Growing up in Mississippi, Muddy Waters was first exposed to music at the local Baptist church. During World War II, when Muddy Waters was still in his 20’s, he moved from Mississippi to Chicago. He came to Chicago because he wanted to be a professional musician and Chicago since the 1920’s had been a center for jazz and blues music production.
In 1951 when Muddy Waters recorded his song “Still A Fool” at newly-founded Chess Records on the southside of Chicago, he started the next decade making several blues classics. In 1951, the Chess brothers, Leonard and Phil, both around Waters’ age, wanted the new blues musician to record using the new label’s professional musicians instead of Waters’ own band.
By September 1953 Waters was recording with his own band which became one of the most acclaimed blues bands in history. It included Little Walter Jacobs (1930-1968), a Blues Hall of Fame and Rock and Roll Hall of Fame harmonica virtuoso; Jimmy Rogers (1924-1997), a Blues Hall of Fame musician on guitar who, with Little Walter and Muddy Waters, helped define the Chicago Blues sound; rural blues legend Elga Speed Edmonds (1909-1966) on drums; distinctive keyboard stylist and Blues Hall of Fame inductee Otis Spann (1930-1970) on piano—and, at times on bass, Willie Dixon (1915-1992), Grammy Award winner, and inductee in the Blues, Rock and Roll, and Songwriters Halls of Fame. The clarity of the clip of Muddy Waters’ electric guitar and his gravelly voice, deep and wide, were also distinctive features in a career that spanned 50 years and included 11 Grammy Award nominations with 6 wins.

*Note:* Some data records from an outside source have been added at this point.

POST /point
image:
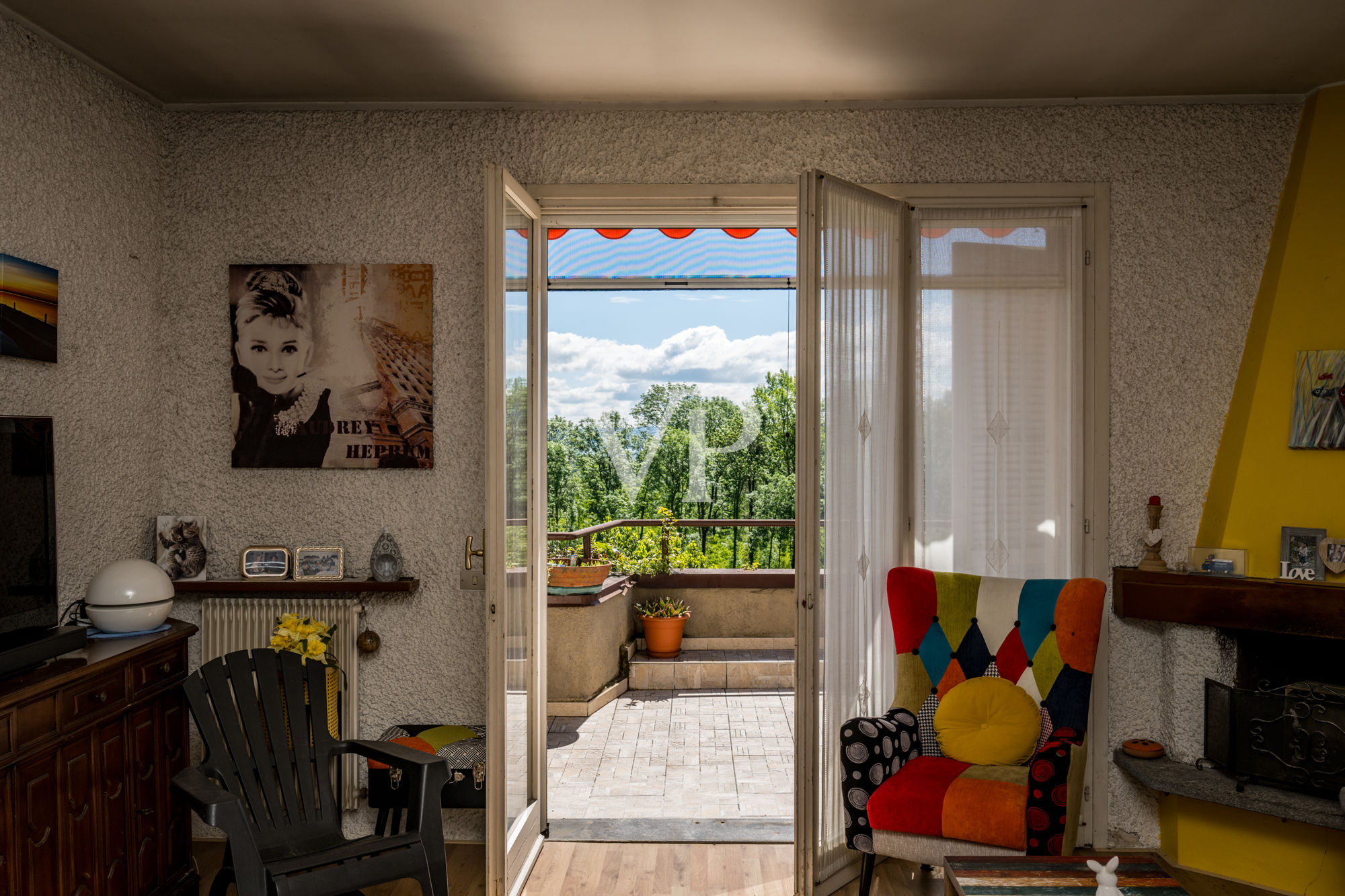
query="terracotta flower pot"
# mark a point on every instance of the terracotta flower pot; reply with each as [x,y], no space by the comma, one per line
[578,576]
[664,635]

In June 2017 at the dedication of the mural at the busy intersection of State and Washington Streets in the heart of downtown Chicago’s business/shopping districts, Muddy Waters’ family was in attendance. Of Muddy Waters’ legacy, born in Mississippi and living and working in Chicagoland since the 1940’s, Rolling Stone wrote: “With him the blues came up from the Delta and went electric.”